Adrian Hilton is Professor of Computer Vision and Graphics and Head of the Visual Media Research Group at the University of Surrey, UK. Over the past decade he has published over 100 refereed journal and international conference research articles in robust computer vision techniques to build models of real world objects from images to meet the requirements of the entertainment and communication industries.
Scientific contributions have been recognized by two journal and one conference best paper awards. Innovative contributions of this research led to the first commercial hand-held 3D scanner and the first system for capturing animated models of people have been recognized through two EU IST Awards for Innovation, a DTI Manufacturing Industry Achievement Award and a Computer Graphics World Innovation Award.
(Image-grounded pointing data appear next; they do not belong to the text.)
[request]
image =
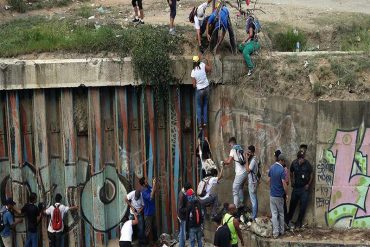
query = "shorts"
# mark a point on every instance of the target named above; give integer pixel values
(173, 9)
(137, 3)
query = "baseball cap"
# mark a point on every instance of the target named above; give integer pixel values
(9, 201)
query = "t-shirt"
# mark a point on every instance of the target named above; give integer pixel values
(50, 210)
(126, 231)
(253, 166)
(277, 174)
(301, 173)
(8, 220)
(212, 181)
(149, 204)
(222, 237)
(137, 204)
(31, 212)
(223, 19)
(239, 169)
(200, 76)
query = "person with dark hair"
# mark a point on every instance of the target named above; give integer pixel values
(233, 225)
(125, 239)
(278, 188)
(33, 215)
(201, 84)
(222, 235)
(148, 194)
(250, 44)
(182, 213)
(8, 211)
(240, 171)
(301, 177)
(286, 171)
(138, 8)
(210, 199)
(136, 203)
(252, 170)
(57, 212)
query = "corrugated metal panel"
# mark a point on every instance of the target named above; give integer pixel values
(92, 145)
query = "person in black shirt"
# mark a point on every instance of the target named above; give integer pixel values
(222, 234)
(33, 215)
(301, 177)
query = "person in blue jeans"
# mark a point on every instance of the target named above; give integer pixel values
(181, 213)
(9, 222)
(195, 218)
(252, 169)
(32, 213)
(200, 82)
(250, 44)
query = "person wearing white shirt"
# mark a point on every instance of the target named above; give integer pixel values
(135, 202)
(240, 173)
(125, 239)
(200, 82)
(211, 198)
(56, 235)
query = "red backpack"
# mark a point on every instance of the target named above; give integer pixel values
(56, 220)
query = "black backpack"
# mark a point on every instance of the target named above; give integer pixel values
(195, 214)
(2, 225)
(193, 12)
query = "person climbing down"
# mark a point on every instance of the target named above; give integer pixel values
(209, 197)
(200, 22)
(138, 8)
(200, 82)
(220, 19)
(250, 44)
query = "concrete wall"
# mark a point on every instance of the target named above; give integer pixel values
(338, 138)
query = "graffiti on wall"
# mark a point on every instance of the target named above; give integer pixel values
(345, 169)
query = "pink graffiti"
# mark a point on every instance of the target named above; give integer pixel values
(346, 182)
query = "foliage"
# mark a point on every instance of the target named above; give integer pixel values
(286, 41)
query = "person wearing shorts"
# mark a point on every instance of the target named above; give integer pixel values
(138, 9)
(172, 5)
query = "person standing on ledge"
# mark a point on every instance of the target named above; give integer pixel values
(200, 82)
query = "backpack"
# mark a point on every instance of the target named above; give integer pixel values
(193, 12)
(201, 189)
(56, 220)
(240, 153)
(195, 214)
(2, 225)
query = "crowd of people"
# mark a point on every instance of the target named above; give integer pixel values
(11, 216)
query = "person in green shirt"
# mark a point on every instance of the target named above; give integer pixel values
(233, 225)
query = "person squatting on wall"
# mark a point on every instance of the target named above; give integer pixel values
(240, 171)
(301, 177)
(182, 213)
(135, 202)
(125, 239)
(250, 44)
(57, 213)
(252, 169)
(233, 225)
(8, 224)
(278, 188)
(148, 194)
(209, 197)
(200, 82)
(33, 214)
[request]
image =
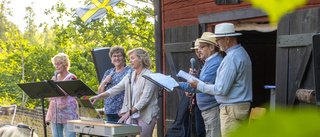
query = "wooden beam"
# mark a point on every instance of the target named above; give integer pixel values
(297, 40)
(316, 61)
(231, 15)
(159, 61)
(282, 56)
(221, 2)
(178, 47)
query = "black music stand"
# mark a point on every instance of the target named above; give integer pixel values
(41, 90)
(161, 87)
(75, 88)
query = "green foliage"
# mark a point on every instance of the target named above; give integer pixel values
(26, 57)
(299, 122)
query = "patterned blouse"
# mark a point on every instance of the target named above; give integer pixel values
(62, 109)
(114, 104)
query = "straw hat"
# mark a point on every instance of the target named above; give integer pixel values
(225, 29)
(196, 44)
(207, 39)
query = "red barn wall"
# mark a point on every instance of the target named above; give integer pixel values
(185, 12)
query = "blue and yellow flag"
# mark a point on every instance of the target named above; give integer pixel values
(95, 10)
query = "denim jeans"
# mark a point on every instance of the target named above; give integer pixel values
(113, 117)
(200, 127)
(211, 119)
(57, 130)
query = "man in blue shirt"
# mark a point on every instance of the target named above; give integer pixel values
(233, 87)
(208, 51)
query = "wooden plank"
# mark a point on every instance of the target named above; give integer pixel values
(297, 40)
(298, 60)
(176, 4)
(172, 66)
(309, 18)
(231, 15)
(193, 11)
(178, 47)
(282, 63)
(221, 2)
(159, 60)
(158, 36)
(316, 61)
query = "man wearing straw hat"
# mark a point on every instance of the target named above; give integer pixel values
(233, 87)
(208, 51)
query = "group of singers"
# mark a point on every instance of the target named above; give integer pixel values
(224, 97)
(125, 92)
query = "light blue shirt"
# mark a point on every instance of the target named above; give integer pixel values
(208, 74)
(233, 84)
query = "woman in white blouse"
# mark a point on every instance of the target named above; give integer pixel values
(144, 108)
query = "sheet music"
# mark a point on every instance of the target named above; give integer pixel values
(164, 80)
(187, 76)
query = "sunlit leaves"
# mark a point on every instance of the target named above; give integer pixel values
(277, 8)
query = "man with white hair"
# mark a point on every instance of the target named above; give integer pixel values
(233, 86)
(208, 51)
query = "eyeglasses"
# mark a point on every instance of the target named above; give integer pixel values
(219, 39)
(115, 56)
(202, 46)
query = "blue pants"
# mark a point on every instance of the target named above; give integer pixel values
(113, 117)
(57, 130)
(200, 127)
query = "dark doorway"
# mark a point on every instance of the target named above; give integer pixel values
(261, 47)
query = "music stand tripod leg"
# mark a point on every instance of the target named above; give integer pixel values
(43, 117)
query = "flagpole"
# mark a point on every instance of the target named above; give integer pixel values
(138, 9)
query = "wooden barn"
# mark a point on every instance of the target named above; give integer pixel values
(285, 55)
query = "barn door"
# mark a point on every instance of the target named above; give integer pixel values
(178, 41)
(294, 65)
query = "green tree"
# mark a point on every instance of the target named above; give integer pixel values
(5, 25)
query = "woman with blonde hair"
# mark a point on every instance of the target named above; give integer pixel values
(62, 109)
(142, 106)
(20, 130)
(111, 78)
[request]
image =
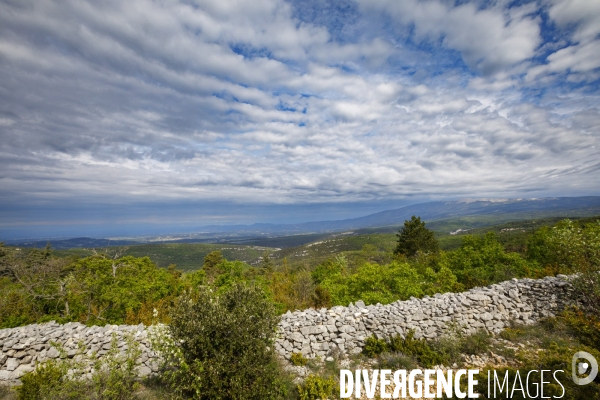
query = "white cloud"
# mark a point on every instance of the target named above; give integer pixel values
(489, 40)
(143, 100)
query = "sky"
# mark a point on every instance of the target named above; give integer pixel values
(144, 117)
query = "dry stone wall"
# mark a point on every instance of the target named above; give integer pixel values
(344, 329)
(311, 332)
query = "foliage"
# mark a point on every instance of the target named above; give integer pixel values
(374, 347)
(422, 350)
(113, 376)
(104, 290)
(225, 342)
(414, 237)
(481, 261)
(395, 361)
(567, 247)
(211, 261)
(298, 359)
(587, 286)
(316, 387)
(384, 284)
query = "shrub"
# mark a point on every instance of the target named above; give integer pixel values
(374, 347)
(224, 343)
(587, 286)
(316, 387)
(476, 343)
(45, 378)
(395, 361)
(420, 349)
(113, 376)
(298, 359)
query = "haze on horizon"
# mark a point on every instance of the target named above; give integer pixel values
(143, 117)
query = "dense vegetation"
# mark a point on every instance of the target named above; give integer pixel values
(223, 316)
(109, 288)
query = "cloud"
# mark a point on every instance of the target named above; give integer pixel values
(489, 40)
(280, 102)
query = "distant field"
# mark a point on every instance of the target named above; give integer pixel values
(311, 249)
(187, 256)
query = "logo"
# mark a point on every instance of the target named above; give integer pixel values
(579, 368)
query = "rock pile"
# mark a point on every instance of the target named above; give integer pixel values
(313, 332)
(344, 329)
(22, 348)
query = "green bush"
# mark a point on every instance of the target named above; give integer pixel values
(316, 387)
(46, 378)
(374, 347)
(476, 343)
(223, 345)
(425, 354)
(113, 376)
(298, 359)
(395, 361)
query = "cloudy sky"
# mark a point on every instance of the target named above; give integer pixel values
(139, 116)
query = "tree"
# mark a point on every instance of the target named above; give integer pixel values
(226, 344)
(211, 261)
(414, 237)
He currently serves as an area editor for the journal Computer Vision and Image Understanding, the EPSRC Peer Review College for UK funding applications and the Executive of the IEE Professional Network in Multimedia Communications. He is a Chartered Engineer and member of IEE, IEEE and ACM.
Volker Krüger received his Dipl.-Inf. degree and doctor's degree from Christian-Albrechts-Universität (CAU) Kiel, Germany, in 1997 and 2000, respectively. He was a postdoctoral fellow at the Center for Autmation Resarch at Univ. of Maryland from 2000-2002. Since 2002, Volker Krüger is Assoc. Prof. at Aalborg University in Denmark. Volker Krüger is with the Computer Vision and Machine Intelligence Lab (CVMI) at the Copenagen Inst. of Technology (CIT) of Aalborg University. His research focuses on computer vision and robotics based approaches for learning and recognizing human actions and activities.